The Los Angeles Times, Chicago Tribune, Baltimore Sun and other titles belonging to Tribune Publishing suffered distribution delays on Saturday after the company detected the malware a day earlier.
Papers that share the same production platform in LA, including the west coast editions of the Wall Street Journal and New York Times, were also hit.
"We believe the intention of the attack was to disable infrastructure, more specifically servers, as opposed to looking to steal information," a source told the LA Times.
A Tribune Publishing spokeswoman, Marisa Kollias, said the malware affected back-office systems used to publish and produce "newspapers across our properties."
"There is no evidence that customer credit card information or personally identifiable information has been compromised," she said.

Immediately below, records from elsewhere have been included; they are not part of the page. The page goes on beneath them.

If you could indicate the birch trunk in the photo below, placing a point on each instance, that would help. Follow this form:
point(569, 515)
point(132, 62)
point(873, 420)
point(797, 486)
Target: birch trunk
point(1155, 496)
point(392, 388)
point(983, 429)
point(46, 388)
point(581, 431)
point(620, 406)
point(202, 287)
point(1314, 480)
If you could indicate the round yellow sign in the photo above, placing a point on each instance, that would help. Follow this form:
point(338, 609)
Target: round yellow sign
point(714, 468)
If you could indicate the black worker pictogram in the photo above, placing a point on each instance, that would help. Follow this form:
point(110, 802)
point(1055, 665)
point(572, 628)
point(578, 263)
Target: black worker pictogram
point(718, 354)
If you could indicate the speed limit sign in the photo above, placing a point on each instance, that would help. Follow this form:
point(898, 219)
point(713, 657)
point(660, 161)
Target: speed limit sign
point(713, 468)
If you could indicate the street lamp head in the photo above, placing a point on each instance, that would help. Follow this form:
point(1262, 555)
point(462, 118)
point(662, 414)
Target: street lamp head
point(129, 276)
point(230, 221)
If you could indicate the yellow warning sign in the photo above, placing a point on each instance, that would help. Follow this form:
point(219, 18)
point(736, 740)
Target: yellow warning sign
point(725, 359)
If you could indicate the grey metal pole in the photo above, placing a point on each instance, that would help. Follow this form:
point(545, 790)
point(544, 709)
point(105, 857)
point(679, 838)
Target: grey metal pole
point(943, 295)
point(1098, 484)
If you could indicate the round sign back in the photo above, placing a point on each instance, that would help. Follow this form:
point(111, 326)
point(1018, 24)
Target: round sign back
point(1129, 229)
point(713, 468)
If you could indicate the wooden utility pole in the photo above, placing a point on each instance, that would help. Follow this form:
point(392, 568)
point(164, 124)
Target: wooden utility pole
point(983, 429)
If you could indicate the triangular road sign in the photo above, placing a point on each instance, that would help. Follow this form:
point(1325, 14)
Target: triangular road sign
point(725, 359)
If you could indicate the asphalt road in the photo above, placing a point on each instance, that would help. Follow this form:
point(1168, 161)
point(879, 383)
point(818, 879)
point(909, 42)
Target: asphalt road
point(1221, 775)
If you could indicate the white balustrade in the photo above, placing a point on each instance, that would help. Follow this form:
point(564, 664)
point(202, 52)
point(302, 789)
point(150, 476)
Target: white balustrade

In an internal memo, Tribune CEO Justin Dearborn said "workarounds" were created in order to print the affected papers' Saturday editions.
While the publications' websites weren't affected, customer service phone lines and time card systems were offline for some time.
Forbes reports that the malware Tribune Publishing discovered was a version of the Ryuk ransomware family, which is often attributed to the Lazarus Group. The hacking collective is thought to operate out of China but has links to North Korea. It was behind the 2014 Sony Pictures Hack, the heist on a Bangladeshi bank in 2016, and is widely believed to have been responsible for the WannaCry malware.
The Department of Homeland Security is investigating the matter. "We are aware of reports of a potential cyber incident affecting several news outlets and are working with our government and industry partners to better understand the situation," said a DHS official, in a statement.